A primary index is an ordered file whose records are of fixed length with two fields. The first field is of the same data type as the ordering key field—called the primary key—of the data file, and the second field is a pointer to a disk block (a block address). There is one index entry (or index record) in the index file for each block in the data file. Each index entry has the value of the primary key field for the first record in a block and a pointer to that block as its two field values. We will refer to the two field values of index entry i as (K(i), P(i)).
The total number of entries in the index is the same as the number of disk blocks in the ordered data file. The first record in each block of the data file is called the anchor record of the block, or simply the block anchor.
Indexes can also be characterized as dense or sparse. A dense index has an index entry for every search key value (and hence every record) in the data file. A sparse (or non-dense) index, on the other hand, has index entries for only some of the search values. A sparse index has fewer entries than the number of records in the file. Thus, a primary index is a non-dense (sparse) index, since it includes an entry for each disk block of the data file and the keys of its anchor record rather than for every search value (or every record).

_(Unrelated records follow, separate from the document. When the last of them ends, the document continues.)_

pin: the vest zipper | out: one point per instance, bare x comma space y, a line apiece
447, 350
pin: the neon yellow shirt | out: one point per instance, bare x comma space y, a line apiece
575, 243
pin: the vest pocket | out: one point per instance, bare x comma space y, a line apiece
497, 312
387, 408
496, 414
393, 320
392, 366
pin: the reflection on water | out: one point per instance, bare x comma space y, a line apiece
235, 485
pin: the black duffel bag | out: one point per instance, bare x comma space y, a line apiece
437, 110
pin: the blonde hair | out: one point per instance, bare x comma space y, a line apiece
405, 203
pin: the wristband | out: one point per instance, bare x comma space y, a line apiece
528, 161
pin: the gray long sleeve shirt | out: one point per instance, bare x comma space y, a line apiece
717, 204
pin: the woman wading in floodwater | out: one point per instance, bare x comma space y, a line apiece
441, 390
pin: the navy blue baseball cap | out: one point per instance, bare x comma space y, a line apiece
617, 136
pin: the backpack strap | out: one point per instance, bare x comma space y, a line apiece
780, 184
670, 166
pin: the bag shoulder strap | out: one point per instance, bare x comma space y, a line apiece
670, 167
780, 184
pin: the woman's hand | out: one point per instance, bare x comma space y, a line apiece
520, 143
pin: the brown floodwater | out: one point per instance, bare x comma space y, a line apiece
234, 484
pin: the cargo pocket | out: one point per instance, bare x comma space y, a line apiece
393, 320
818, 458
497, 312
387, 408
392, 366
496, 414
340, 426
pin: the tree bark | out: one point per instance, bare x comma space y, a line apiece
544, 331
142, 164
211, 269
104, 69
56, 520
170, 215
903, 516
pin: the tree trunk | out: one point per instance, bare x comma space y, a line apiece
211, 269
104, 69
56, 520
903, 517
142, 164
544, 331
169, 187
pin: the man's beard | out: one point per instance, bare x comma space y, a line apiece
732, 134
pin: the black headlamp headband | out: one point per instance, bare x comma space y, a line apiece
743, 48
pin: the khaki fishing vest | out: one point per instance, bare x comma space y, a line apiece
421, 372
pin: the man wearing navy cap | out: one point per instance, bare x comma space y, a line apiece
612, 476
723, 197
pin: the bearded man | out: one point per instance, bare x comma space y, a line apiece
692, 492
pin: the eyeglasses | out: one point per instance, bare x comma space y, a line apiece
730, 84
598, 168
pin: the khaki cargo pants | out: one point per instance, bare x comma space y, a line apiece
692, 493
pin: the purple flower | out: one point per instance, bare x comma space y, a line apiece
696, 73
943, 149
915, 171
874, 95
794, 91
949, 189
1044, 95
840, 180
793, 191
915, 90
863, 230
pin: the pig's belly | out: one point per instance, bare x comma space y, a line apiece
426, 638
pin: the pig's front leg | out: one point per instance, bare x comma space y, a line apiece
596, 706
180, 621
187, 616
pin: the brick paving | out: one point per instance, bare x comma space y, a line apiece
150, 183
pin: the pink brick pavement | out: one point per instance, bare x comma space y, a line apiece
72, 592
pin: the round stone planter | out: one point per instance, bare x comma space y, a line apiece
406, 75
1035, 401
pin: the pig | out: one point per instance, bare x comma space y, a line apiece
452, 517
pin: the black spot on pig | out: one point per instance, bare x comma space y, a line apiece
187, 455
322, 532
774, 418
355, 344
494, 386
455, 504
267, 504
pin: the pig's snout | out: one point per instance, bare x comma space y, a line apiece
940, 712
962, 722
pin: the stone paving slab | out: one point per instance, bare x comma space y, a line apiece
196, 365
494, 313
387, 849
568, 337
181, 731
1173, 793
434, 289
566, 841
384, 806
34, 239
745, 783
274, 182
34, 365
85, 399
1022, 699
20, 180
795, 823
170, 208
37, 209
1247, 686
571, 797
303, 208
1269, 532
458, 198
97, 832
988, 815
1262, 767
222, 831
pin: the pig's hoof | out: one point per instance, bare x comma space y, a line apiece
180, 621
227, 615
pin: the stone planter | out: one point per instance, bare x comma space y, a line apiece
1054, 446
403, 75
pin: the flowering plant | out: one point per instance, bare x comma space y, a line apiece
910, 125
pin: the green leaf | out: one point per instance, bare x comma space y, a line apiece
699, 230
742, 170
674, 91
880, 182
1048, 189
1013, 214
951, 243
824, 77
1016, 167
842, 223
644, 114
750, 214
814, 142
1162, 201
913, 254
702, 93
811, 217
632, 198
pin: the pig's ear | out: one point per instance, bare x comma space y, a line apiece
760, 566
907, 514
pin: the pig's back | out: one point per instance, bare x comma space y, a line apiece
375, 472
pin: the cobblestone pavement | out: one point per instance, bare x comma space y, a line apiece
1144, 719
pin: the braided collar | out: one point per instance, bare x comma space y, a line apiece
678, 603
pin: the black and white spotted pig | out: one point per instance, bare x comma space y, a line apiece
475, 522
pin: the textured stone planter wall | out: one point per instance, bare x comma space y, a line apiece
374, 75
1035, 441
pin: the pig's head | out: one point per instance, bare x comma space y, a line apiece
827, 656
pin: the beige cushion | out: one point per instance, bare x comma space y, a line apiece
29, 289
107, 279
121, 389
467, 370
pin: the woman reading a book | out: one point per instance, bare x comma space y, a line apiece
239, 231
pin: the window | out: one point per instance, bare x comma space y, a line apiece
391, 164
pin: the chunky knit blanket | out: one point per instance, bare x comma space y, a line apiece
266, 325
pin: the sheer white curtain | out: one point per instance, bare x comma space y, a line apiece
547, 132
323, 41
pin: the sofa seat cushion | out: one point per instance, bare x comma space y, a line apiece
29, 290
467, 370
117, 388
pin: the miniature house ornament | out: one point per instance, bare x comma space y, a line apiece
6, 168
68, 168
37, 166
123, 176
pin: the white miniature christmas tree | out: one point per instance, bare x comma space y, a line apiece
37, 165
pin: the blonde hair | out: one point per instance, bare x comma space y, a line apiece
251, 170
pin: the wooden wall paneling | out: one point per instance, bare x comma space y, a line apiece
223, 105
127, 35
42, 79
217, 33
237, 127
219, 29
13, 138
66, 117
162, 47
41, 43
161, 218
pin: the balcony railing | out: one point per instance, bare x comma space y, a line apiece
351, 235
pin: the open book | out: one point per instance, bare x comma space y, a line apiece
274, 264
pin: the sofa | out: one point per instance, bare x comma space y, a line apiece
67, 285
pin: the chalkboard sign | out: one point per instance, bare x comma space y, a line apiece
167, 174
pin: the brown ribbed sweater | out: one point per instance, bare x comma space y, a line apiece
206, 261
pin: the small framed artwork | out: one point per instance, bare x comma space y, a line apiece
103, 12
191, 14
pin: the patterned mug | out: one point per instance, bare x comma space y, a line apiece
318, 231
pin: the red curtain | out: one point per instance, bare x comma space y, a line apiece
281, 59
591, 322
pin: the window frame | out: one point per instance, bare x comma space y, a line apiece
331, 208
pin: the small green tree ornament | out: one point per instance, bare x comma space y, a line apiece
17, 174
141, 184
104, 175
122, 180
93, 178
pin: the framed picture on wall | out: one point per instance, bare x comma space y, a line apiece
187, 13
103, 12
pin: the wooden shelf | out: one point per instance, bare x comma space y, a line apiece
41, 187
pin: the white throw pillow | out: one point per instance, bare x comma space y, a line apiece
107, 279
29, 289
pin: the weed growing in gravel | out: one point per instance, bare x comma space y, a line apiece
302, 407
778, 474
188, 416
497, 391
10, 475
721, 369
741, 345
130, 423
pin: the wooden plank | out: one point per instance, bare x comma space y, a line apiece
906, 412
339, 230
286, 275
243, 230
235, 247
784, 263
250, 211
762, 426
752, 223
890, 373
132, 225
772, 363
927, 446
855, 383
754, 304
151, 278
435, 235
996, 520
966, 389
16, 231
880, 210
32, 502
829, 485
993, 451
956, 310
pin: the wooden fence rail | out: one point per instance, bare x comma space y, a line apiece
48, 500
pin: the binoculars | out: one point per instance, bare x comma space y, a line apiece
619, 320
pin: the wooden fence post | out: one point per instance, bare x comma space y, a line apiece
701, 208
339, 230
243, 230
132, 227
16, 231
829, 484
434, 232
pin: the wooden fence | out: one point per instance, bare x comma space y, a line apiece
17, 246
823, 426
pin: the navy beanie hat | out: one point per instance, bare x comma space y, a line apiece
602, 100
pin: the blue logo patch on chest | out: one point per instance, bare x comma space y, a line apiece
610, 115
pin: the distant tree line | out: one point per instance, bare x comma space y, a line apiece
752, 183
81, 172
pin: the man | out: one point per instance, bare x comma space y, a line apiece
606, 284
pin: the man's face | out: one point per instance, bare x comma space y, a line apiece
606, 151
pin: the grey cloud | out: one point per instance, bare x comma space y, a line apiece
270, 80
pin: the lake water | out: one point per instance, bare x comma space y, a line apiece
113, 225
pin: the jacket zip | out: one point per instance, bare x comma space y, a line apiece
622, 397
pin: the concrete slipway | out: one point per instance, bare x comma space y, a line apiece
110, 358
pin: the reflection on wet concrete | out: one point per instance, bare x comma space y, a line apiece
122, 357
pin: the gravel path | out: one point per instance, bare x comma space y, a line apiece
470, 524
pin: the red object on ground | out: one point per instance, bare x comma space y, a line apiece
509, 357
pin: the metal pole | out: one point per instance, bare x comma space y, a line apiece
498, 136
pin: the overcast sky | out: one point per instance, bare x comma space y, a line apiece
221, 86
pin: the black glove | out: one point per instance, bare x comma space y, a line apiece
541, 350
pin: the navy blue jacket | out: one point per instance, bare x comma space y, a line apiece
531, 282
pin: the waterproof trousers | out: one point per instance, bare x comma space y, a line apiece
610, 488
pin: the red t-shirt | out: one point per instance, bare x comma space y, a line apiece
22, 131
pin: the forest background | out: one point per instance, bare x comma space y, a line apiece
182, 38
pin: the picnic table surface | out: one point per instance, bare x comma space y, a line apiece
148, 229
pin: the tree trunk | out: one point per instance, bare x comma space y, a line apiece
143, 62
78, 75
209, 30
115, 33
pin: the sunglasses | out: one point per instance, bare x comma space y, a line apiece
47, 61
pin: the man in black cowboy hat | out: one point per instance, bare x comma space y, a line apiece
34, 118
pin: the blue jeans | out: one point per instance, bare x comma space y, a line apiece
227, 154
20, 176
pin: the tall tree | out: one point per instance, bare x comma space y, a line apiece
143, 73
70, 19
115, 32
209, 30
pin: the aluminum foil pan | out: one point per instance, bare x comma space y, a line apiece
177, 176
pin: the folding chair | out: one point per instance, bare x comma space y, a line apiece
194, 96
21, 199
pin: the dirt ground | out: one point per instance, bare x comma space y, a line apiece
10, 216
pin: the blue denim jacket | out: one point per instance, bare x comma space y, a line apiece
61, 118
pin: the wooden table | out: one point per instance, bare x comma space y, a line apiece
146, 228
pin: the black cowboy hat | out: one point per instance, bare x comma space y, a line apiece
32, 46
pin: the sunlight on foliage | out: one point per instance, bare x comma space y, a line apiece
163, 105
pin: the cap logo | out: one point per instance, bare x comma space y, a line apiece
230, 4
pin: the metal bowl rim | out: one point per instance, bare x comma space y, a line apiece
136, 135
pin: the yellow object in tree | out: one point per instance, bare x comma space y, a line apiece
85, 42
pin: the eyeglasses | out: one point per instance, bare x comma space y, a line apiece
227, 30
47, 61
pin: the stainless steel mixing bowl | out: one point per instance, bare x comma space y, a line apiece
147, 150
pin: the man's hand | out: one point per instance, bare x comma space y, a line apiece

The index file for a primary index occupies a much smaller space than does the data file, for two reasons. First, there are fewer index entries than there are records in the data file. Second, each index entry is typically smaller in size than a data record because it has only two fields; consequently, more index entries than data records can fit in one block. Therefore, a binary search on the index file requires fewer block accesses than a binary search on the data file.